Central Health also created standardized patient order set and care maps, and educated providers on COPD programs and services to enhance referral and coordination. The team is implementing all of the following interventions:

  1. Optimization of medications and action plan prescription (as per Canadian Thoracic Society Guidelines)
  2. Continuity of care across hospital-to-home transitions
  3. Individualized, coordinated, and proactive care that includes:
    • In-home COPD-related self-management education
    • In-home psychosocial/spiritual support
    • In-home opportunity for advance care planning (ACP)
    • Phone access to team support during working hours
    • Monthly phone follow-up at three, six and twelve months after scheduled home visits
  4. Liaison and partnership building with community and allied healthcare support services
  5. Monitoring and evaluation for quality assurance purposes
  6. Referral of patients to the NL smokers helpline and to community end-of-life care

The Results

The team redesigned the asthma clinic at the James Paton Memorial Regional Health Centre in Gander into an Adult Ambulatory Respiratory Care Centre, which uses a nine month pathway combining onsite medical management with education and self-management support for people with mild to moderate COPD. More than 128 patients have been seen since opening in September 2014, and are now measuring the implementation, accessibility, effectiveness and sustainability of the Centre using the Patient Assessment of Care for Chronic Conditions (PACIC) modified for COPD and drawing on the Care Transitions Measure© (CTM-3), Lung Information Needs Questionnaire (LINQ) and Hopes and Expectations questionnaire for their COPD outreach program.

More recently, Central Health participated in CFHI’s INSPIRED Approaches to COPD: Improving Care and Creating Value collaborative – a 12 month quality improvement collaborative that began in September 2014. Since the first enrollment into the outreach program in January 2015, more than 21 patients have been enrolled.
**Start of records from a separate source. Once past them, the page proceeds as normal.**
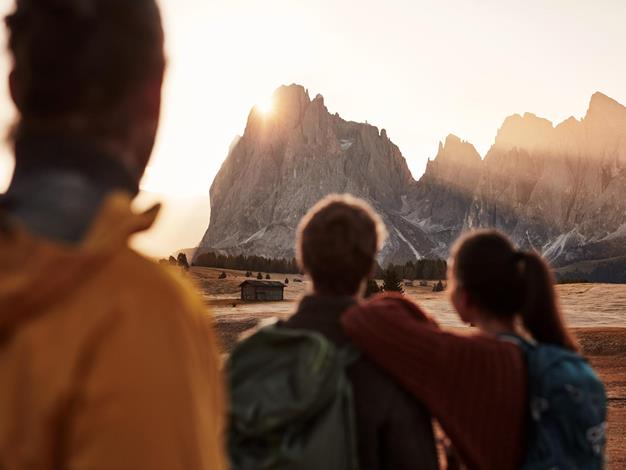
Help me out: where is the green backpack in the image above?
[227,326,359,470]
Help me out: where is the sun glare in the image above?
[256,98,274,114]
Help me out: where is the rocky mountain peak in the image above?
[587,91,626,116]
[198,85,626,281]
[435,134,482,165]
[494,113,554,149]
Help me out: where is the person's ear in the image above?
[452,287,474,324]
[9,70,22,109]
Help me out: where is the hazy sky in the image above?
[0,0,626,254]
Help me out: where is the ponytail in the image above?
[518,252,579,352]
[452,230,579,351]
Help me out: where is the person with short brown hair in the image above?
[296,195,387,295]
[282,195,438,470]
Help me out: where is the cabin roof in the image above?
[239,280,285,288]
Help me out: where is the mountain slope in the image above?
[199,85,431,262]
[198,85,626,281]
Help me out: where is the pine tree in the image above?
[383,268,404,294]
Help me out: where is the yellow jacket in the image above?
[0,194,225,470]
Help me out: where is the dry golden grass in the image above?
[191,268,626,470]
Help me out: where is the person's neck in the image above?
[474,315,515,336]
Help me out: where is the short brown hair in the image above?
[297,194,387,295]
[6,0,165,137]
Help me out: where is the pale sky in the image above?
[0,0,626,255]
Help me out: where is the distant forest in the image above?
[193,252,448,281]
[193,253,300,274]
[376,259,448,281]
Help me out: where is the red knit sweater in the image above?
[342,296,527,470]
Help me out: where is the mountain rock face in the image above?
[199,85,431,260]
[198,85,626,281]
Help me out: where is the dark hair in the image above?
[6,0,164,140]
[297,195,386,295]
[452,230,578,351]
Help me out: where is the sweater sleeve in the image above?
[343,300,526,469]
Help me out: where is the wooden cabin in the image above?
[239,280,285,302]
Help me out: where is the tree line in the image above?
[193,252,301,274]
[376,259,448,281]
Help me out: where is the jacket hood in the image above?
[0,192,160,336]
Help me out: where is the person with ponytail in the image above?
[342,230,605,470]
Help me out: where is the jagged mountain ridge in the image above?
[199,85,626,276]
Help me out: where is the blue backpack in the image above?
[501,334,606,470]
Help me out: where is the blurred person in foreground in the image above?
[0,0,225,470]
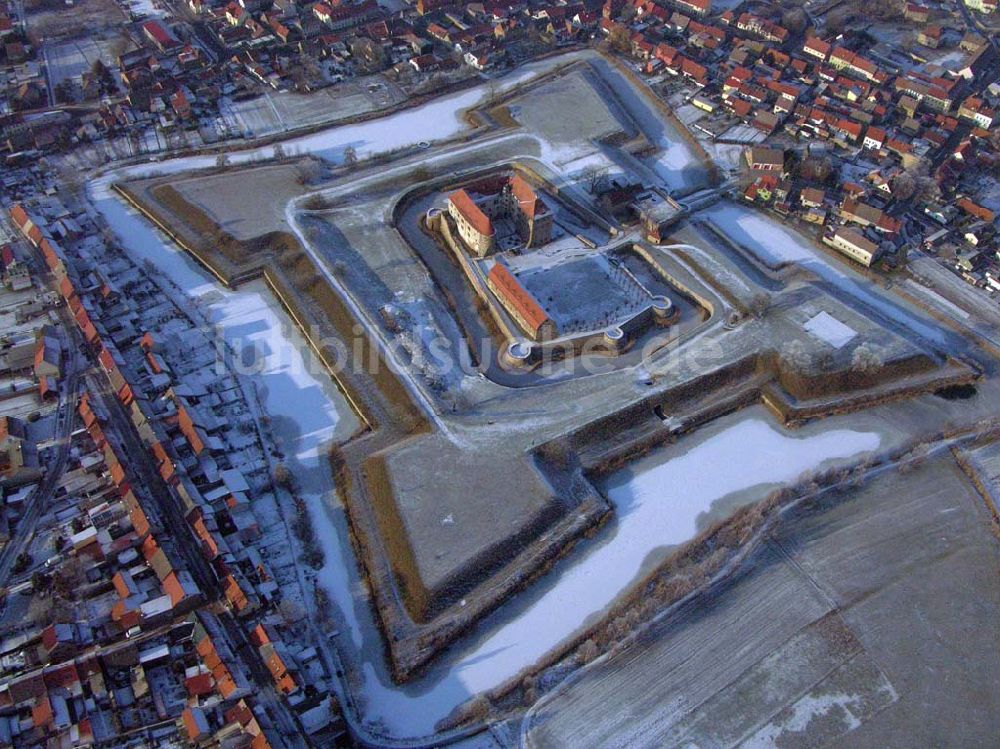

“Just when we felt hopeless, […] [m]y mom was accepted into the COPD Community outreach program […and] has been given a new lease on life. […] What a dramatic change in her life and ours as her family” – COPD Family Representative


The Spread

After participating in the INSPIRED Approaches to COPD: Improving Care and Creating Value collaborative, the team reports significant change for COPD care in their organization. The team also shared results at several conferences and fora, including the 2013 National Health Leadership Conference (NHLC) alongside other Atlantic Healthcare Collaboration teams and the 2015 Primary Healthcare Partnership forum (Prifor) hosted by Memorial University in Newfoundland and Labrador.